Nous sommes en effet dans les coulisses d'un théâtre américain, quelque part au Connecticut, avec un groupe d'acteurs qui répète un texte mettant en scène un couple en crise. Une crise qui a beaucoup à voir avec le passage du temps, mais aussi avec la trace qu'on laisse derrière soi.

Mais voilà, l'actrice Myrtle Gordon (Sylvie Drapeau) refuse de donner vie à son personnage, qui fait face à son propre vieillissement. De plus, la mort accidentelle d'une admiratrice de 17 ans la plonge dans les souvenirs d'une jeunesse révolue.

L'actrice va jusqu'à craindre de triompher dans un rôle de «vieille», c'est tout dire...

Bref, rien ne va plus durant ces répétitions où Myrtle, aux prises avec des hallucinations de la jeune fille morte, noie sa peine dans l'alcool. Il faut dire que ses collègues, qui la perçoivent comme une diva, ne lui sont d'aucune aide. Sauf peut-être le metteur en scène de la pièce, qui profite d'ailleurs de sa vulnérabilité.

Le choix de la démesure

Sylvie Drapeau a évidemment toutes les qualités pour interpréter le rôle défendu au grand écran par Gena Rowlands. Mais voilà: elle a choisi la voie de la démesure et de l'hystérie. Son personnage est bien sûr très intense, mais Sylvie Drapeau, qui hurle par moments, lui donne des airs de folle dingue.

Impossible, dans ce contexte, de nous faire ressentir les tourments d'un acteur qui s'identifie à ce point à son personnage - au même titre que le spectateur d'ailleurs, qui peut être perturbé de se reconnaître dans l'interprétation d'un personnage de fiction.

La comédienne se rattrape toutefois dans la scène finale de ladite représentation «devant public», où, complètement ivre, elle interprète le rôle de Virginia avec maestria. Malheureusement, les scènes de Myrtle avec l'auteure de la pièce (Muriel Dutil), si mémorables dans le film de Cassavetes, passent ici dans le beurre...
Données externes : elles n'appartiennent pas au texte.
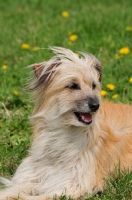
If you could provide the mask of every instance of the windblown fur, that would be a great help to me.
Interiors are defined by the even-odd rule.
[[[29,156],[0,200],[73,198],[103,190],[115,167],[132,169],[132,106],[101,103],[101,65],[92,55],[54,47],[32,65],[35,108]]]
Le jeu des acteurs de soutien est variable. À commencer par Stéphane Jacques qui a plus l'air d'un «pimp» que d'un metteur en scène. Mani Soleymanlou amène une belle touche de légèreté au drame, mais il est plus ou moins crédible dans le rôle du premier mari de Myrtle.

Quant à Sasha Samar, découvert dans Moi, dans les ruines rouges du siècle, il est sans doute le plus crédible des partenaires de jeu de Myrtle, même si lui aussi finit par pousser la note un peu fort. Il reste que l'acteur d'origine ukrainienne fait la preuve de son grand talent.
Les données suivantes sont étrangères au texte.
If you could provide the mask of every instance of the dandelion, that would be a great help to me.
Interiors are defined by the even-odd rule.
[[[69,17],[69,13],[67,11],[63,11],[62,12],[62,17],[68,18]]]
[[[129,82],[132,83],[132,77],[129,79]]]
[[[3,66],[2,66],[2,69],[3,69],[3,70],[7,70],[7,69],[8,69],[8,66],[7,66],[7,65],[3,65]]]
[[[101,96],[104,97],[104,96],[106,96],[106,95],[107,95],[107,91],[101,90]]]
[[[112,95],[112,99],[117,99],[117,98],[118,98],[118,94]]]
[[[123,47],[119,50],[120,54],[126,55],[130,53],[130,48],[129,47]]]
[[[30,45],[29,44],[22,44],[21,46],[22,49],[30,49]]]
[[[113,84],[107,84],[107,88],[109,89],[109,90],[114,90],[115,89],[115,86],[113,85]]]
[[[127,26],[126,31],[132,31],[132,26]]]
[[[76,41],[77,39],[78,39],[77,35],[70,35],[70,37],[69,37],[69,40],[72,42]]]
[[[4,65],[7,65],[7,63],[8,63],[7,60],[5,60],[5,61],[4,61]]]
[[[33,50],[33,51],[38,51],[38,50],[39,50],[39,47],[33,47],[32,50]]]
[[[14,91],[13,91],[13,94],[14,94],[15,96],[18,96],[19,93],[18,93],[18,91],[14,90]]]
Au final, le metteur en scène Éric Jean ne parvient pas à créer une unité de ton dans cette production. On a l'impression que chacun va dans sa propre direction. De plus, le dispositif scénique, fait de panneaux amovibles qui sont constamment tournés et retournés, s'avère à la fois encombrant et inutile.

Éric Jean a quand même réussi à créer des tableaux sans paroles assez émouvants, qui évoquent le passage du temps. De beaux flashs qui remplacent les gros plans et les silences pesants du film. Mais c'est trop peu, trop tard. On repart avec le tympan qui retentit et la fausse impression que les acteurs sont tous des névrosés...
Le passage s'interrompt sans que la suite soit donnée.